Cuando hablamos de “Iniciación” no estamos refiriéndonos a ceremonias, rituales o formalidades litúrgicas sino a un momento cumbre en el desarrollo espiritual, un estado de conciencia superior que también se conoce como Iluminación, despertar de la conciencia o apertura del ojo interior.
Este hito existencial permite que nuestra conciencia alcance un punto de observación privilegiado, un espacio situado exactamente entre la materia y el espíritu, un lugar intermedio a veces llamado “Mundus Imaginalis”, que no es otra cosa que el plano del Alma.
En esta posición central, el Alma iluminada –que estaba anestesiada, miope y confundida– puede finalmente recordar, ver y orientarse conscientemente.
La expansión de la conciencia es una consecuencia del despertar de nuestras facultades latentes. La apertura del “ojo del corazón” nos permite integrar los dos planos y llevarnos al reconocimiento de que somos “seres de dos mundos”: entidades espirituales viviendo una aventura material. Con la Iniciación desaparece toda oposición, toda dicotomía entre “lo sagrado” y “lo profano”.
El equilibrio entre dos mundos puede resumirse en la máxima discipular: “Pedes in terra ad sidera visus” que significa “Los pies en la tierra, la mirada en el cielo”, una alusión a este punto intermedio que nos permite convertirnos en puentes, elementos de conexión entre lo que está arriba con lo que está abajo, lo de adentro con lo de afuera.
La negación de la vida interior nos condena a vivir una existencia superficial, vacía, carente de propósito. Pero –por otro lado– la negación del plano material nos puede llevar a una vida solitaria y miserable, donde la espiritualidad puede ser simplemente una excusa para aislarnos y evadirnos de nuestras responsabilidades.
La vida espiritual no puede esconderse del mundo y ese fue, justamente, el monumental aporte del Buddha: “Si las cuerdas del sitar están demasiado tensas, se rompen. Si están demasiado flojas, no suenan”. La vía del medio. Lo mismo expresaban los alquimistas al decir: “Fac fixum volatile et volatile fixum” (“haz fijo lo volátil y volátil lo fijo”), aludiendo a una materialización del espíritu y una espiritualización de la materia.

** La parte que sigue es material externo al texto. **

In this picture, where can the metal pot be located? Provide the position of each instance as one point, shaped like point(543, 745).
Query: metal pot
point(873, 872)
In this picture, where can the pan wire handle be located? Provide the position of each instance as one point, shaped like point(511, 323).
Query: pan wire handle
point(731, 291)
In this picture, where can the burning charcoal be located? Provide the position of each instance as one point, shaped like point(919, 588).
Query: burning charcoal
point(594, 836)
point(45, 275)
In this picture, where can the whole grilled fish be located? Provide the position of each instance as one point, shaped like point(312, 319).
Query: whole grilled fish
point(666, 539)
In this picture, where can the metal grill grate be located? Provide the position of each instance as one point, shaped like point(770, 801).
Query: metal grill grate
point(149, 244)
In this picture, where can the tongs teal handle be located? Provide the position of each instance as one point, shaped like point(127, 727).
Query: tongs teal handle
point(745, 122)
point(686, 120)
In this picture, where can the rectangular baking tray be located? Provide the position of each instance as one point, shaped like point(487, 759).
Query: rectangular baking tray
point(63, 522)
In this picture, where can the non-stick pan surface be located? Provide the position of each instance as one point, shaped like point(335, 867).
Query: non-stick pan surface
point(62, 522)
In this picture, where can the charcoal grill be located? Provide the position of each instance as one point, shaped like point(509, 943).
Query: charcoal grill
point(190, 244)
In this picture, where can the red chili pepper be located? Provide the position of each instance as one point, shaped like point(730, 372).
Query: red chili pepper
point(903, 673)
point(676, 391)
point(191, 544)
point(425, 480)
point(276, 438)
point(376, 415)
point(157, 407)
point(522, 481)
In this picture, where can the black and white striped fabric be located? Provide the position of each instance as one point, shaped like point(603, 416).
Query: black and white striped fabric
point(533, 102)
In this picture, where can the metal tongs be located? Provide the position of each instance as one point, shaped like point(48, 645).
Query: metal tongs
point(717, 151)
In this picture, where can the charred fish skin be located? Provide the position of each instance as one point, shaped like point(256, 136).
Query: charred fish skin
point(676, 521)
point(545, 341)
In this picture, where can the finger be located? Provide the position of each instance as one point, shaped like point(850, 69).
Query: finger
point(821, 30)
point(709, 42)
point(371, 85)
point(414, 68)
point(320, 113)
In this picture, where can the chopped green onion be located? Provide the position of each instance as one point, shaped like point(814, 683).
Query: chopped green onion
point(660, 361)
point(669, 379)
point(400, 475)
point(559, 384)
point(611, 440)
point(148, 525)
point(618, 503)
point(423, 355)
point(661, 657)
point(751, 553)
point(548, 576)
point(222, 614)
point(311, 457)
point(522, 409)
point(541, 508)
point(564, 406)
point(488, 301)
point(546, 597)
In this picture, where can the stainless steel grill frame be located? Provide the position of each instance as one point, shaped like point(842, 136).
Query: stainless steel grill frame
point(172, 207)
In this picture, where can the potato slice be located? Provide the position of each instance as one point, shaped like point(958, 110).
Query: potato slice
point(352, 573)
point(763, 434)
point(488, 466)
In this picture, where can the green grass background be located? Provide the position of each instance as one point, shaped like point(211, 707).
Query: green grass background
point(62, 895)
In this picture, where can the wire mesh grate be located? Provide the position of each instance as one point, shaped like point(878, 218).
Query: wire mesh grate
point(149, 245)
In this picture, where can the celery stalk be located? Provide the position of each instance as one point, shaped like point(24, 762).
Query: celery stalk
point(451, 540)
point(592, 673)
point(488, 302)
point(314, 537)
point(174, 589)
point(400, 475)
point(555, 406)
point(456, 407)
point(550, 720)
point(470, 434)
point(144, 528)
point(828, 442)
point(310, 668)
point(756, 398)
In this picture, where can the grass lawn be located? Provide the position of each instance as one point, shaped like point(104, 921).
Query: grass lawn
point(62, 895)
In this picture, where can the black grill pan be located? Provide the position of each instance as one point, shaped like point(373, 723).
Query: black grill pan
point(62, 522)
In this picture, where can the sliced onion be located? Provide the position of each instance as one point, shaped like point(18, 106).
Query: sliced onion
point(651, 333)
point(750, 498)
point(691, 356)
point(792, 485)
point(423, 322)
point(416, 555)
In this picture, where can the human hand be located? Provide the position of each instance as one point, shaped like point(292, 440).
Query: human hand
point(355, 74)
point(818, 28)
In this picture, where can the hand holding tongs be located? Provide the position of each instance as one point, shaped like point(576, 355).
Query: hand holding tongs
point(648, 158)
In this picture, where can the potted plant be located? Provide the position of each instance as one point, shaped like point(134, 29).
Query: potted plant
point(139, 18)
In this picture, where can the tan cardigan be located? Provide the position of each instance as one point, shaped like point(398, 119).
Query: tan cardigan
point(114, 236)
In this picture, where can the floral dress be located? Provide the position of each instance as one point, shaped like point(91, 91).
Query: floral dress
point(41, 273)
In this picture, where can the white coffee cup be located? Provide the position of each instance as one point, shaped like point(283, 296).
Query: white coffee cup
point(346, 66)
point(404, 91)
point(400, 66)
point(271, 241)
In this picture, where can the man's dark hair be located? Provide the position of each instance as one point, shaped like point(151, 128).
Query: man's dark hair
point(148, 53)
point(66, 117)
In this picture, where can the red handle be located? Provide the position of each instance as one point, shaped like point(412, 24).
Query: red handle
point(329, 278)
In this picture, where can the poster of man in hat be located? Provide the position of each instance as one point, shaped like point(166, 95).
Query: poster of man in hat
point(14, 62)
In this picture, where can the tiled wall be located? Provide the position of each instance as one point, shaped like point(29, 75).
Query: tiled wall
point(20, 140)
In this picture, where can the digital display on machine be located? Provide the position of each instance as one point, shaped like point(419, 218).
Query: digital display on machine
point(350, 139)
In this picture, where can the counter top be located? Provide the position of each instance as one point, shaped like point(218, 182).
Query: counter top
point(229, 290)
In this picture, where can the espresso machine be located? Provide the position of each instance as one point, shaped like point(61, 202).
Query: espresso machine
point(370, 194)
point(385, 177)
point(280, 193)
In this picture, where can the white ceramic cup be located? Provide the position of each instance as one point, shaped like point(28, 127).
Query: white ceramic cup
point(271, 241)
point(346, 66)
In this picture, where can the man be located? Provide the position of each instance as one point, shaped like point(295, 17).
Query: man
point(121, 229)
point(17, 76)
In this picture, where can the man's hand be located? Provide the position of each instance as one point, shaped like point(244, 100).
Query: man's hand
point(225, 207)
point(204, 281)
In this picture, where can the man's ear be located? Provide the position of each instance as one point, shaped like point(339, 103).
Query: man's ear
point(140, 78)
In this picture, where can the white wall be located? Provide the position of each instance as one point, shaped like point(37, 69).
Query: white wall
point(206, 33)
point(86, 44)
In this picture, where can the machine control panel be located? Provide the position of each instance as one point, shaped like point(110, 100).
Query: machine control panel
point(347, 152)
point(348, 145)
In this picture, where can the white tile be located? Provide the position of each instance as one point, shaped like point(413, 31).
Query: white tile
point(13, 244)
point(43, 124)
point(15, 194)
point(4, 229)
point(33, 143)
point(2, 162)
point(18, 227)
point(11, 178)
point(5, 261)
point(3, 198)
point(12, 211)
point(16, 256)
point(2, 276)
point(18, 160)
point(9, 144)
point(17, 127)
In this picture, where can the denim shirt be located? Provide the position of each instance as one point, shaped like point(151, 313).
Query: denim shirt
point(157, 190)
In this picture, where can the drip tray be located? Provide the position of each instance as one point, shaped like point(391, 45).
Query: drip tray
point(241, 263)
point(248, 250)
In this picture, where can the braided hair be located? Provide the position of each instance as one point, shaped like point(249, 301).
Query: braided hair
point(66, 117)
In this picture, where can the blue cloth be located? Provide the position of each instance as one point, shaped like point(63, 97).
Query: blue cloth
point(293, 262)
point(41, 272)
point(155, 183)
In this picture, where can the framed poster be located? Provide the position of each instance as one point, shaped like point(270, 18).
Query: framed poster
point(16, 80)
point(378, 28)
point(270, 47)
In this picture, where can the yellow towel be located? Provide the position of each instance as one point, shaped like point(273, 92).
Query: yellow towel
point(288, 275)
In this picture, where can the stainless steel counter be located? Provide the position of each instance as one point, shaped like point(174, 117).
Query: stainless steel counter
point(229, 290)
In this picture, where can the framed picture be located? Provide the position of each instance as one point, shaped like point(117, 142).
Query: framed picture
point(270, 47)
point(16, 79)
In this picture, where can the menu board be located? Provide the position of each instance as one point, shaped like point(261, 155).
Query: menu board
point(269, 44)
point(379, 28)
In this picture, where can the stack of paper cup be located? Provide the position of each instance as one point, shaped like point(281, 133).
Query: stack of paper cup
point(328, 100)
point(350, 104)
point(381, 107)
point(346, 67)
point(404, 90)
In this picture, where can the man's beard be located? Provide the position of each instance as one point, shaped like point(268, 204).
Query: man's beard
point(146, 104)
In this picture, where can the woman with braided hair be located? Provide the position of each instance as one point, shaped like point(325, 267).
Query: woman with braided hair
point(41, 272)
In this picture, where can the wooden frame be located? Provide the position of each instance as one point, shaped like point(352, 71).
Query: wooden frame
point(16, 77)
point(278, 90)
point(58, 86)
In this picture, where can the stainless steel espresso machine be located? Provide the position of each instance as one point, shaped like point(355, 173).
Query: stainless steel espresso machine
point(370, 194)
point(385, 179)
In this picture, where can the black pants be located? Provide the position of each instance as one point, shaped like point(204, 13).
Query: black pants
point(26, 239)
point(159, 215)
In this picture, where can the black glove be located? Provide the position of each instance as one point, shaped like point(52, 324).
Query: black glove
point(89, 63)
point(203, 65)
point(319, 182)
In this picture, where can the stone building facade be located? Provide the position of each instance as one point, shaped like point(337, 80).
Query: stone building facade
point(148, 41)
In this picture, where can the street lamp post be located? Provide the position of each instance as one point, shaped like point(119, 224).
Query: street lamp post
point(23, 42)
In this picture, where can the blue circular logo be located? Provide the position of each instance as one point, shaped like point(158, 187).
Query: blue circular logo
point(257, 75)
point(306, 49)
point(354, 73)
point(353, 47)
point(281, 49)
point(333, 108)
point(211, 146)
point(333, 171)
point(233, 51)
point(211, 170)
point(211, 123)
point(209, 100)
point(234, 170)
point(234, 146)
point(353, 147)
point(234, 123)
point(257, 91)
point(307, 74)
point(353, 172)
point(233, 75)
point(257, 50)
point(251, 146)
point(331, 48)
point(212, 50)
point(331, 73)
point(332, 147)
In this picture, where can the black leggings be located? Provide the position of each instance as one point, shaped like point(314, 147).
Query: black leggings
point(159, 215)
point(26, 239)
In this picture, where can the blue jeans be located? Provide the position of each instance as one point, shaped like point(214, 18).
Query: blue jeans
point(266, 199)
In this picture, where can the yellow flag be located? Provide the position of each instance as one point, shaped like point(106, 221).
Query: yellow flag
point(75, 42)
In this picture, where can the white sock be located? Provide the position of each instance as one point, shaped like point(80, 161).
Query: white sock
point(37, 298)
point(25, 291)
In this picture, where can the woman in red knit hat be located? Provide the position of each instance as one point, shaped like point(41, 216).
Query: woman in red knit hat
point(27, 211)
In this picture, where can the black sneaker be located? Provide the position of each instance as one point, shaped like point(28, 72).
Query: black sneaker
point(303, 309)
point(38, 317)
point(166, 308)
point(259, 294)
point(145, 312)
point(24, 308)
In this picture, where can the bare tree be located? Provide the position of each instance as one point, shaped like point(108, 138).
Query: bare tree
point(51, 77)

La aceptación de estas dos realidades como complementarias e interdependientes, y su incorporación plena a la cotidianidad, nos permite hablar de una espiritualidad iniciática, una vía trascendente que toma como punto de partida la vivencia y no la creencia, y que prioriza el equilibrio armónico entre los dos planos.
La vida espiritual necesariamente debe estar integrada en nuestra vida diaria: en todo lo que hacemos y en lo que dejamos de hacer, en nuestra relación con los otros, en nuestros pensamientos, palabras y acciones.
Esta visión se contrapone a la espiritualidad entendida como un “hobby”, es decir a una actividad confinada a un espacio y tiempo limitado (ejemplo: la iglesia los domingos o la sala de meditación dos horas por semana).
La espiritualidad iniciática está subordinada a un Ideal fundamentado en la Fraternidad Universal y en el Amor, en un camino de regreso a la fuente primigenia tanto a nivel individual (la reintegración con el Uno) como a nivel comunitario (la restauración de la sociedad primordial).
La adhesión intelectual a este Ideal Iniciático no es suficiente. Es necesario hacernos uno con él, convirtiéndonos en instrumentos de Dios en la Tierra. Y al hablar de Dios no estamos hablando de una divinidad antropomórfica y externa, sino del único Dios que vale la pena: el que habita en nuestros corazones.
Al lograr esta conciencia permanente de la presencia divina en nosotros, permitimos que la sabiduría trascendente fluya y se exprese a través de nosotros para convertirnos en canales de Dios, en agentes eficaces del Ideal Iniciático.